1082. An Johanna Keßler

[77] 1082. An Johanna Keßler


Wiedensahl 18. Sept. 1896.


Geliebte Tante!

Bei dem trüben Miesterwetter seit nunmehro sechs Wochen darf ich mir ja wohl das Vergnügen machen, mich wenigstens schriftlich mal ein paar Augenblicke nach einer Himmelsgegend zu wenden, die immer sonnig für mich ist. Wie geht es denn da? Was ist gewachsen im Garten bei Haus und auf der Ginheimer Höh? Sind die Reisekleider schon fertig für den herbstlichen Flug an die See oder hinauf hoch oben in die Berge? Es wäre brav und nett, wenn ich das bald mal von Ihnen erfahren thät per Feder, Tinte und Postpapier, denn zunächst werd ich mich nicht eigenäugig an Ort und Stelle davon überzeugen können, sondern erst so etwa im November, denk ich, wenn mir dann nichts Hinderliches zwischen die Räder kommt. Jedenfalls, ob's was wird oder nicht, freu ich mich schon im voraus darauf Sie wiederzusehn.

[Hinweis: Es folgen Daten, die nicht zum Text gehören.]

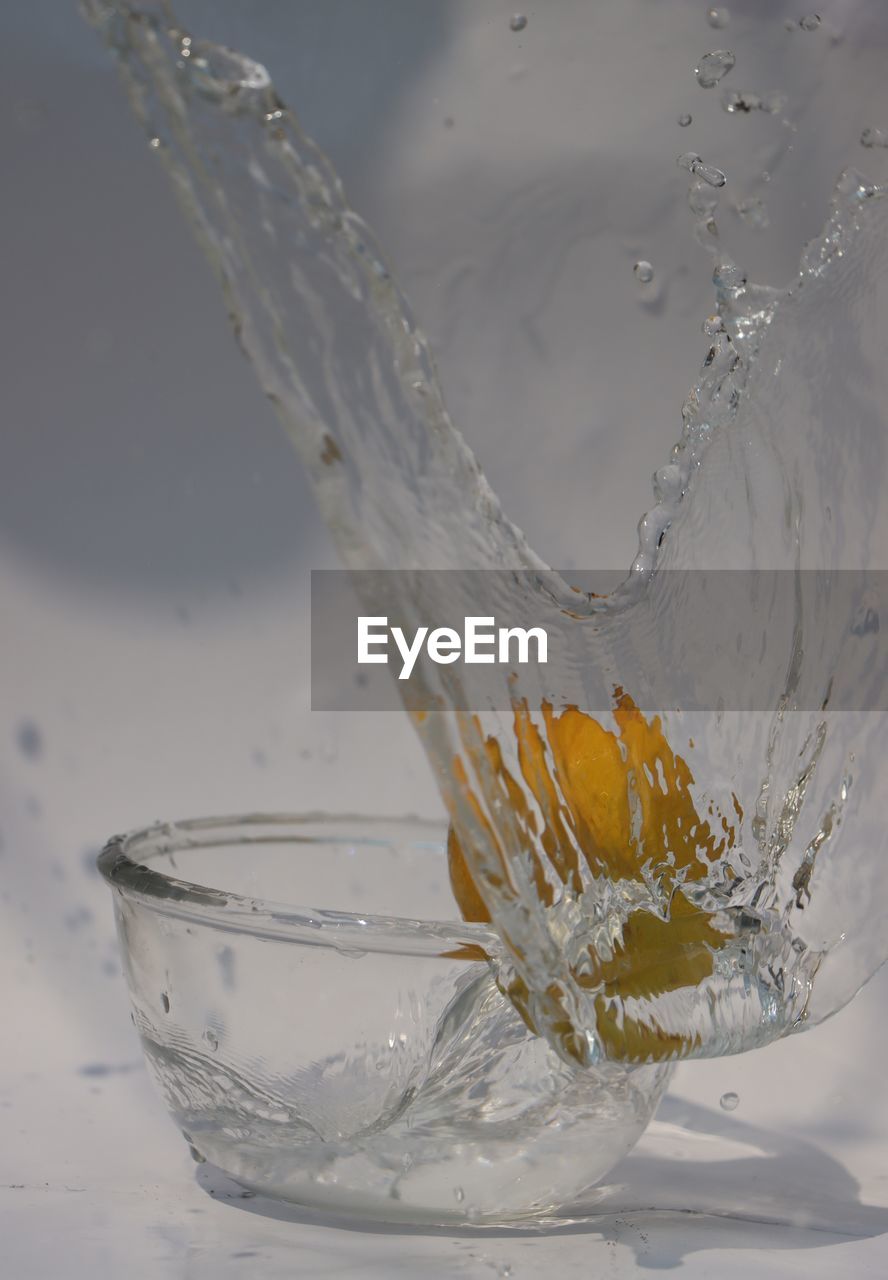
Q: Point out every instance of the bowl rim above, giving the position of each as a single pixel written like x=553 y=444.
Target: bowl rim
x=346 y=932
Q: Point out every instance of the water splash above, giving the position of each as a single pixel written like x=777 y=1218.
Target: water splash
x=756 y=467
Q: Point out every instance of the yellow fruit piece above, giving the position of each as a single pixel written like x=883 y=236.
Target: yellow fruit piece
x=622 y=801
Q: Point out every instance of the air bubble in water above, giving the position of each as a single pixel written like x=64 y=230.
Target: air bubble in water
x=754 y=213
x=714 y=67
x=691 y=161
x=735 y=103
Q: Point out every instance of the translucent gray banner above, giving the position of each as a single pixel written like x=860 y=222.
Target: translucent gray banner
x=691 y=640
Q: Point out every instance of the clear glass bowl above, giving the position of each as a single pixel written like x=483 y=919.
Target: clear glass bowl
x=339 y=1057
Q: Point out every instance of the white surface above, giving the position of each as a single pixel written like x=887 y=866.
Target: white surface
x=155 y=542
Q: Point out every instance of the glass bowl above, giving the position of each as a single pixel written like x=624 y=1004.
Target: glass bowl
x=356 y=1057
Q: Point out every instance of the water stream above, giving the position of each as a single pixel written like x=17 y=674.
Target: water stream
x=677 y=885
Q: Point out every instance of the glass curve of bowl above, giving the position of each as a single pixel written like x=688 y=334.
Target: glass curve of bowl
x=356 y=1057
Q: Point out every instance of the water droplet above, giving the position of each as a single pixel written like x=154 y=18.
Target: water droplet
x=691 y=161
x=714 y=67
x=745 y=104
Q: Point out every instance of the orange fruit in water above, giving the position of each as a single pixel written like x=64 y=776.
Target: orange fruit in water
x=621 y=800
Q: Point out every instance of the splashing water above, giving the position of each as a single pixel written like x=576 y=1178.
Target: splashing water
x=651 y=904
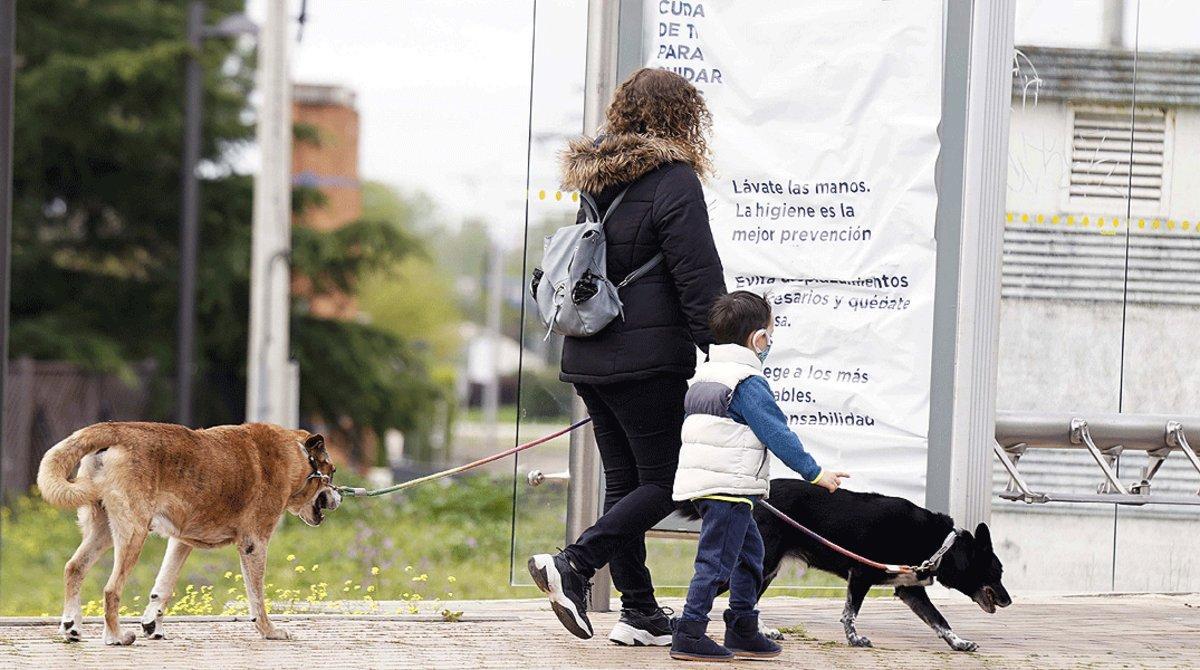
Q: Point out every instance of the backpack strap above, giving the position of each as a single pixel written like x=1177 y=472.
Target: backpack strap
x=641 y=271
x=592 y=211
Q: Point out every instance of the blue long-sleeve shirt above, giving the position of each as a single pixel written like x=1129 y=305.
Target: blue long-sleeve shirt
x=754 y=405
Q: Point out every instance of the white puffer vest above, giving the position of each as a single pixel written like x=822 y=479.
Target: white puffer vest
x=720 y=455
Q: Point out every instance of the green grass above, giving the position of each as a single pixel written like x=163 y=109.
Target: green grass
x=444 y=540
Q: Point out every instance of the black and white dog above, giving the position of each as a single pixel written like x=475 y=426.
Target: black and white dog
x=889 y=531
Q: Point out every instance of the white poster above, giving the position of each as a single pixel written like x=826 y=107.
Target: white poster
x=825 y=141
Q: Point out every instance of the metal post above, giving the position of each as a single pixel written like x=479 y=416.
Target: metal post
x=189 y=227
x=268 y=371
x=585 y=491
x=971 y=172
x=7 y=69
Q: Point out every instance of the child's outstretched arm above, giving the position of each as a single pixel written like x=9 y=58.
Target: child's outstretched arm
x=755 y=406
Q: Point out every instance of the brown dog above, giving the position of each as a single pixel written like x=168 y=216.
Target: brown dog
x=198 y=488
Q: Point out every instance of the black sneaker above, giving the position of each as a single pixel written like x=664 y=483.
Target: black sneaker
x=744 y=638
x=643 y=629
x=569 y=593
x=691 y=644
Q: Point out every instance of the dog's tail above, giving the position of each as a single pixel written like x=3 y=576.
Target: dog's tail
x=58 y=464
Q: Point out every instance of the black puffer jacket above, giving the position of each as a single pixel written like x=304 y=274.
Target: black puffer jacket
x=666 y=311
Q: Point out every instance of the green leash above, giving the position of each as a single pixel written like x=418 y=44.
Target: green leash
x=358 y=492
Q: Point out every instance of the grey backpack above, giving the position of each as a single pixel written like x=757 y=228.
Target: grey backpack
x=573 y=292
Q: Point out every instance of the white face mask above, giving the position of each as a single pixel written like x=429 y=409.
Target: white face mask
x=766 y=351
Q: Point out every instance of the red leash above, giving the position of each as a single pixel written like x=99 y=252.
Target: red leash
x=844 y=551
x=581 y=423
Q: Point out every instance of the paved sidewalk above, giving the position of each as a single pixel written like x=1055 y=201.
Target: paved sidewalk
x=1060 y=632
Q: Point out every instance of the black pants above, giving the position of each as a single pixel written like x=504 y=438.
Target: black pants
x=637 y=430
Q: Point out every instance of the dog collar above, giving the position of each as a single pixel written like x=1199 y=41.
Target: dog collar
x=312 y=462
x=930 y=566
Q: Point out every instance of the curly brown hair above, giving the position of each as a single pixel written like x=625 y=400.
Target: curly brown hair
x=661 y=103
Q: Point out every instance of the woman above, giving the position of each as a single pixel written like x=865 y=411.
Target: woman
x=634 y=374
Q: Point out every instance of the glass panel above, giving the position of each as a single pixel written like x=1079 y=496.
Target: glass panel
x=1063 y=281
x=556 y=114
x=1163 y=298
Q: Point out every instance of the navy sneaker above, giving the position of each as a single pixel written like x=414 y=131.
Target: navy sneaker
x=690 y=642
x=744 y=639
x=643 y=629
x=570 y=593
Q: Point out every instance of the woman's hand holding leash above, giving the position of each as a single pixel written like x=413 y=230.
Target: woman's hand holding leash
x=832 y=480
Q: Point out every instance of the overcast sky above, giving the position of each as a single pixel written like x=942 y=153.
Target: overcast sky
x=444 y=85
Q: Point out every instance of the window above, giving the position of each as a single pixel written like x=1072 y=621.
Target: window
x=1105 y=168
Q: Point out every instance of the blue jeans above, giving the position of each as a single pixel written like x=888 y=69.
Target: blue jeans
x=730 y=552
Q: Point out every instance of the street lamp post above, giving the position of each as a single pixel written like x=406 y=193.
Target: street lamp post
x=189 y=227
x=7 y=70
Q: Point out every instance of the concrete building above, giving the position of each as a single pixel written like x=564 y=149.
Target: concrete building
x=1101 y=303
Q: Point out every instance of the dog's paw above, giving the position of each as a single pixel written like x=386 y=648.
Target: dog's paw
x=857 y=640
x=70 y=630
x=277 y=634
x=959 y=644
x=121 y=639
x=153 y=629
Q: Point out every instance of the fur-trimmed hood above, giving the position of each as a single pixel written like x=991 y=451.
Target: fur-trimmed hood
x=593 y=165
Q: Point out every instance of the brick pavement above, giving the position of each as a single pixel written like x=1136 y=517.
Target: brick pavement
x=1050 y=632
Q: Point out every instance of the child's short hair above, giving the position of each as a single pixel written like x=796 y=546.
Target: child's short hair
x=738 y=315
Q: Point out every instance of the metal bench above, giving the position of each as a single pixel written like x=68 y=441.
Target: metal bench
x=1104 y=437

Im August unterbrach ich mein einsam beschauliches Vorhandensein allhier im gewohnten sehr engen Bezirk durch einen Aufenthalt von drei Wochen zu Hunteburg an der Hunte bei Osnabrück, allwo mein Neffe Otto ein kleines behagliches Hauswesen hat. Besonders ergötzlich war mir's da, einen niedlichen Martin, der eben ein Jahr alt ist, etwas näher zu besichtigen. Wie so ein anfängliches Menschenkind sich benimmt, wie es ißt und trinkt und herumkrabbelt und schläft, was es für Gesichter schneidet, was es für Töne ausstößt, je nach Freud oder Unwillen, schien mir äußerst bemerkenswerth. – Und ein nützliches Hühnervölkchen, schwarz, weiß und bunt, gefräßig und neidisch, aber ganz pünktlich im Eierlegen, war auch zu sehn, und junge Hähne, die kämpften, und eine Glucke mit Küchlein. – Zwar regnen that's viel. Aber doch erschlichen wir hier und da einen gnädigen Tag, um Partiechen zu machen, zu Fuß und zu Wagen, durch die Wiesen dahin, an den Gehöften vorbei, die schön bewaldeten Hügel hinauf, und einmal sogar an den Dümmersee, ein paar Stunden entfernt, auf dem wir im Segelboot lustig umherschweiften.

Zu Anfang October soll in Leer die Hochzeit des Neffen Adolf gefeiert werden. Damit hätte denn meine gute Schwester all ihre drei Söhne unter den ehrsamen Pantoffel gebracht. –

Inzwischen wird's Herbst. Die Felder stehen leer, der wilde Wein färbt sich roth, die Rosen blühen spärlich ohne rechten Erfolg.

Und wie gesagt, liebste Tante, es wär löblich lieb und wünschenswerth, wenn Sie nachgerade mal wie der was schreiben könnten an Ihren getreuen

Onkel Wilhelm


der Sie und Alle drumherum zehntausendmal grüßen läßt.

Quelle:
Busch, Wilhelm: Sämtliche Briefe. Band II: Briefe 1893 bis 1908, Hannover 1969, S. 77.